Fri, Feb 02, 2007 - Page 5 News List

Tsang confirms he will seek second term as HK chief


Hong Kong Chief Executive Donald Tsang (曾蔭權) confirmed yesterday he would seek a second term, setting up the first contested leadership race since the former British colony reunited with China 10 years ago.

China has given Tsang its clear backing, meaning his return as chief executive is all but assured when the 800 electors, most of them China loyalists, cast their ballots on March 10.

But in announcing his re-election bid yesterday, the 62-year-old vowed to tackle the territory's thorniest political dispute -- when, if ever, its seven million people will be allowed to directly choose their leaders themselves.
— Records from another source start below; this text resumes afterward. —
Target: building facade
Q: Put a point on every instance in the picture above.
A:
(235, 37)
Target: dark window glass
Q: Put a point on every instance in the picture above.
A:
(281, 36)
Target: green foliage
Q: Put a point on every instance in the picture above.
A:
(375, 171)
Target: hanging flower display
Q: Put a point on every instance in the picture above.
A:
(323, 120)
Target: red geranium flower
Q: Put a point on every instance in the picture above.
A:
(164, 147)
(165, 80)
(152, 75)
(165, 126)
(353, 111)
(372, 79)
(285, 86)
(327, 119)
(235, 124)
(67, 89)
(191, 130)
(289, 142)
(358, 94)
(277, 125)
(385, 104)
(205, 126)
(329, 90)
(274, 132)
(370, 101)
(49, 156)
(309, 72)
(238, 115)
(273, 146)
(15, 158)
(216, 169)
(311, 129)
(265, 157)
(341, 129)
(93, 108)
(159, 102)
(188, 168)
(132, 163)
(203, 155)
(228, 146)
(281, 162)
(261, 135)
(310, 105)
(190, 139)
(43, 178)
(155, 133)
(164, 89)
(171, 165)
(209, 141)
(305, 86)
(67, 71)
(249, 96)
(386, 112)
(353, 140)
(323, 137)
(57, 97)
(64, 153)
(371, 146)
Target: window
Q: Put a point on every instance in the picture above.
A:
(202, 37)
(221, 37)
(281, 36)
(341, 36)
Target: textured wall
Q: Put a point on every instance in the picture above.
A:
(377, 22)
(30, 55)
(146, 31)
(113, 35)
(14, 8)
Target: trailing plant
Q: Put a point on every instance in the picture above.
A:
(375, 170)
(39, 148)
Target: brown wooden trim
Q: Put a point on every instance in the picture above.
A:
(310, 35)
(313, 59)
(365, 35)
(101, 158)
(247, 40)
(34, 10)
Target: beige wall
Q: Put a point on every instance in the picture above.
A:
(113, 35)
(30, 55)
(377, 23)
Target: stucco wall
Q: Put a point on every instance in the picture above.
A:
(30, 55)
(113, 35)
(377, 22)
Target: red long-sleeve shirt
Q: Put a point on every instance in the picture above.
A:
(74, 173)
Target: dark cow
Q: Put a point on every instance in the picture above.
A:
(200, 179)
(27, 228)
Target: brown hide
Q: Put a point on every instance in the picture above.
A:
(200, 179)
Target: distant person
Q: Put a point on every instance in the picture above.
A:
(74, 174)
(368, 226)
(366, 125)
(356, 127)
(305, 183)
"In my manifesto I have outlined not only my target to implement universal suffrage for the election of the chief executive," said Tsang, wearing his trademark bow tie.

"I have proposed that by the middle of this year, we will bring the discussion on this question to a close," he said with wife Salina by his side, in front of a backdrop with his campaign slogan: "I'll Get The Job Done."

Tsang's opponent, pro-democracy Legislator Alan Leong (梁家傑), has already conceded that he will lose the election but says he will fight the campaign to draw Tsang into public debate and get Hong Kongers involved.

"I'm quite happy to join the debate," said Tsang, adding that he would take to the campaign trail over the next month to talk to the people. "Although they will not be among the 800 voters, their support is still important to me."

Under the post-colonial Constitution established after Britain handed Hong Kong back to China in 1997, the territory's leaders should eventually be elected under universal suffrage.

But the timing of that switch has been a sticking point in the city's political debate. Democrats have pushed for a swift transition but the Chinese government has so far resisted sudden change.

As Beijing's preferred candidate, Tsang is likely to win the poll easily. The support of the Communist leadership is as important as the backing of Election Committee members, most of whom are China loyalists.

But Leong's candidacy was possible because of the election in November of an unexpectedly large number of pro-democracy candidates in voting for seats on the committee.

Meanwhile Tsang has come under fire, including from a nervous business community wary that the city's laissez-faire economic policies could be tightened by Beijing.